Concept and objectives
Humans learn and later continuously update models of their bodies and the world by means of interaction during their whole life and are able to discern between their own body and self-produced actions and other entities in their surroundings. Thereby, humans can seemingly effortlessly cope with complex unstructured environments using predictors and interact with other entities and humans inferring their physical (location and dynamics), emotional, and mental state. Although we are still far from this scenario in robotics, promising models and methods appear every year with great potential for real world applications. However, there are still barriers that should be overcome, such as the lack of proper experimental evaluation, oversimplification of the models, scalability or generalization. Usually, the complexity of the learning and modelling schemes makes difficult to envisage its utility for end-user areas like robot companions, human-robot interaction or industrial applications. Hence, this workshop discusses the utility and applicability of current computational models that allow robots to learn their body and interaction models to deploy robust adaptive physical interaction by exploiting the learnt prediction capabilities. Drawing on recent developments in embodied artificial intelligence and robotic sensing technology, engineering and bio-inspired solutions will be presented to solve challenging problems, such as automatic multimodal self-calibration (e.g. soft robots), interactive perception and learning (e.g. causal inference), safe human-robot interaction (e.g. peripersonal space learning) and safe interaction in complex human environments (e.g. self/other distinction).
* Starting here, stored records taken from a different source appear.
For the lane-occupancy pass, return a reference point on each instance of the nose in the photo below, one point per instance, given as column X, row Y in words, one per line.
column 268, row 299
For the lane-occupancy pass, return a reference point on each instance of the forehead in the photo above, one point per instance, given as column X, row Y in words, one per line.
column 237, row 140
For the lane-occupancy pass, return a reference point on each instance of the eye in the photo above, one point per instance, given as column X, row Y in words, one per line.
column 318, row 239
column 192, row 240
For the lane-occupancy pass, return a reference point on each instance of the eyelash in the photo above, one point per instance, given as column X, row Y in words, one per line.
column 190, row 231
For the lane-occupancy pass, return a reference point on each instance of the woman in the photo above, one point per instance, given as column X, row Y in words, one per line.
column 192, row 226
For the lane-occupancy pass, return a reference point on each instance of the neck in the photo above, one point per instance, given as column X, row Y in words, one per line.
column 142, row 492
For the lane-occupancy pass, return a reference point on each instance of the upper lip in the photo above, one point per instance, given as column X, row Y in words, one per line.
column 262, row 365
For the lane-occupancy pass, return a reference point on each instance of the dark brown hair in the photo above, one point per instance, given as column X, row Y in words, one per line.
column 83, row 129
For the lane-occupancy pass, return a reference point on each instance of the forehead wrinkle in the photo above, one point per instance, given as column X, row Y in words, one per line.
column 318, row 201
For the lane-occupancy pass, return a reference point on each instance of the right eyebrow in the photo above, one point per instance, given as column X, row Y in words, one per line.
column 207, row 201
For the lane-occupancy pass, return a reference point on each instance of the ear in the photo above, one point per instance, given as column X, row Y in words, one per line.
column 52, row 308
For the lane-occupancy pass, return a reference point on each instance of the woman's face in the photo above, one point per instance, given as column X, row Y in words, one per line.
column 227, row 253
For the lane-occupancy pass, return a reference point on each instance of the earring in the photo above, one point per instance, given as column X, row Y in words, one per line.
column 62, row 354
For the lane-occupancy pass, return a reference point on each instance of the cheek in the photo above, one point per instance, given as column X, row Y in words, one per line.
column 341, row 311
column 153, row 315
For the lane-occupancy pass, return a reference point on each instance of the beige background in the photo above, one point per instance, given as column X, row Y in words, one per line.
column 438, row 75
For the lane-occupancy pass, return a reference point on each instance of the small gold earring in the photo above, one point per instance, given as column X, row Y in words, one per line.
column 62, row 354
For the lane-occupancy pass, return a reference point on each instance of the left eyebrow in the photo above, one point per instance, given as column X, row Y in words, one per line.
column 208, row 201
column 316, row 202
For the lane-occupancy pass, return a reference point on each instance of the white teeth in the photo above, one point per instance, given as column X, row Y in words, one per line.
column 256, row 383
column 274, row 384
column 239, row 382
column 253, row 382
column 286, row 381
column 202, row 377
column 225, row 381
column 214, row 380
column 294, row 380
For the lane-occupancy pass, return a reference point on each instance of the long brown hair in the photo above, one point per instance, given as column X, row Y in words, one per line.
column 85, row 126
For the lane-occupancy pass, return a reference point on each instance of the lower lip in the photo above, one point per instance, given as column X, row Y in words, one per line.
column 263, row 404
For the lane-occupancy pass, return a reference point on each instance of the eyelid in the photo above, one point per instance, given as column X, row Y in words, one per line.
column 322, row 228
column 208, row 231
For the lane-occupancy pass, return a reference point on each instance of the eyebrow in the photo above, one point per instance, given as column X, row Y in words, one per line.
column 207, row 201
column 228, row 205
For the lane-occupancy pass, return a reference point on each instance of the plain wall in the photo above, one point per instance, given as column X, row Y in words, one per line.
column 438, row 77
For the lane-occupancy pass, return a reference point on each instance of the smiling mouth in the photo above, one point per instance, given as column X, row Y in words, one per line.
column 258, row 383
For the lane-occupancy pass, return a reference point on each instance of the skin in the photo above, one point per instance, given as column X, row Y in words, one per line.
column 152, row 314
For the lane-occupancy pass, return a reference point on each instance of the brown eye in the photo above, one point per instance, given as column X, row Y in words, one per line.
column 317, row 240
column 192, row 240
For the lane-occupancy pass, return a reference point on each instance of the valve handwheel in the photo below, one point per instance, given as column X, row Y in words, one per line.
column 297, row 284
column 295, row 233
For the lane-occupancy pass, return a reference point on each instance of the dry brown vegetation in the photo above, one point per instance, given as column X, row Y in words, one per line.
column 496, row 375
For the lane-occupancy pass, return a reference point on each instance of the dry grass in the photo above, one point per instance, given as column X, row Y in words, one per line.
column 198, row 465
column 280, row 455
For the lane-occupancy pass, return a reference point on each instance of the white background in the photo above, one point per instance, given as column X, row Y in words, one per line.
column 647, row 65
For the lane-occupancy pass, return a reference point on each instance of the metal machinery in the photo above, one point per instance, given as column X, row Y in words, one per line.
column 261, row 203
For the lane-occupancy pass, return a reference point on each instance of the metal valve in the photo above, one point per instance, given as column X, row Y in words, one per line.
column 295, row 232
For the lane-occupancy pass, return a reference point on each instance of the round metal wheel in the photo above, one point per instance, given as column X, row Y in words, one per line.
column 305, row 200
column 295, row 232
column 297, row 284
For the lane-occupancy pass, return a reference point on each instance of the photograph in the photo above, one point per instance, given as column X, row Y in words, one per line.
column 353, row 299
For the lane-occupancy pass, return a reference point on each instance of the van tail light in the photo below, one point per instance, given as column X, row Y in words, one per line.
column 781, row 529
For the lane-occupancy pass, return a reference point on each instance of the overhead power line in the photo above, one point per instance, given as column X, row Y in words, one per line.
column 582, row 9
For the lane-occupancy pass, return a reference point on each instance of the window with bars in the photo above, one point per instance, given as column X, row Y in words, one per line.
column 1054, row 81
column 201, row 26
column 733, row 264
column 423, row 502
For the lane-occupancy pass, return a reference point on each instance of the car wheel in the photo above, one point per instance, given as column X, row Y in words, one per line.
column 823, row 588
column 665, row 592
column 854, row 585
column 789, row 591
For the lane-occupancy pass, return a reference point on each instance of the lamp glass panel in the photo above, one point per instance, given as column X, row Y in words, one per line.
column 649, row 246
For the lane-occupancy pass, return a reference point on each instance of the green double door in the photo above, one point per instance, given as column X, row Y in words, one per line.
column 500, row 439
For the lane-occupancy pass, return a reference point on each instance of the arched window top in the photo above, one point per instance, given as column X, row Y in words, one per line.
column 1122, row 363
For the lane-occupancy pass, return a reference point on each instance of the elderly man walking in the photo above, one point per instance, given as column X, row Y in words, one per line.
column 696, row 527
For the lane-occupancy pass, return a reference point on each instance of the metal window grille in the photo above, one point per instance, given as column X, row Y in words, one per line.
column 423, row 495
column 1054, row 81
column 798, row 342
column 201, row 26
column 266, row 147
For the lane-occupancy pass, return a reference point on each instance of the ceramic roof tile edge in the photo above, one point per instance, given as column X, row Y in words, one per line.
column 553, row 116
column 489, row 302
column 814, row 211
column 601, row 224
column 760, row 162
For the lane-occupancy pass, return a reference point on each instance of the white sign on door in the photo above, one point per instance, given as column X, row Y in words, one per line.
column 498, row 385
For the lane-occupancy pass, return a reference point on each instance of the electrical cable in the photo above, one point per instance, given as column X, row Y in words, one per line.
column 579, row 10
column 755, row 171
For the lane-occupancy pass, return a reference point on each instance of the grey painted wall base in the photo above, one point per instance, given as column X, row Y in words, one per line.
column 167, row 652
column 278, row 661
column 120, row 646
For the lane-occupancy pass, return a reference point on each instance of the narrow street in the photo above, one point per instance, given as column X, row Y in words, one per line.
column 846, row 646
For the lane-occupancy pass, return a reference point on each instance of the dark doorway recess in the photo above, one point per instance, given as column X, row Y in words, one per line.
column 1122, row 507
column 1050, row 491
The main objectives of the workshop are:
- To present the utility and advantages of autonomous learning of body, interaction, and self models in robotics, and their underlying mechanisms as critical processes for human-robot interplay, interaction in unstructured environments and tool use.
- To bring together roboticists that started theorizing about this approach with new researchers from the field of embodied AI and robotics, in order to present and discuss the main developments, benefits and current challenges for deploying a new generation of multisensory robots that learn from interaction.
Particularly, four important pillars will be addressed in detail. (I) Body: sensors and actuators to provide successful body learning capabilities. (II) Exploration: methods to efficiently sample information from the body and the environment. Different complementary methods have been proposed, such as neural oscillators, intrinsic motivation, goal directed movements, social and imitation driven exploration. (III) Learning: sensorimotor integration algorithms to encode body patterns and enable prediction. Promising connectionist approaches are multiple timescales recurrent neural networks, Hebbian-based and deep learning like restricted Boltzmann machines; Bayesian inference solutions, such as variational Bayes and predictive processing; and high-dimensionality regressors like Gaussian process, locally weighted projection regression or infinite experts. (IV) Memory: the model, the parameters or the priors are stored during interaction for future predictions. The memory highly depends on the learning algorithm. Some potential approaches are parameterization, Gaussian factorizations, RNN layers with different temporal dynamics, episodic memories and associative networks.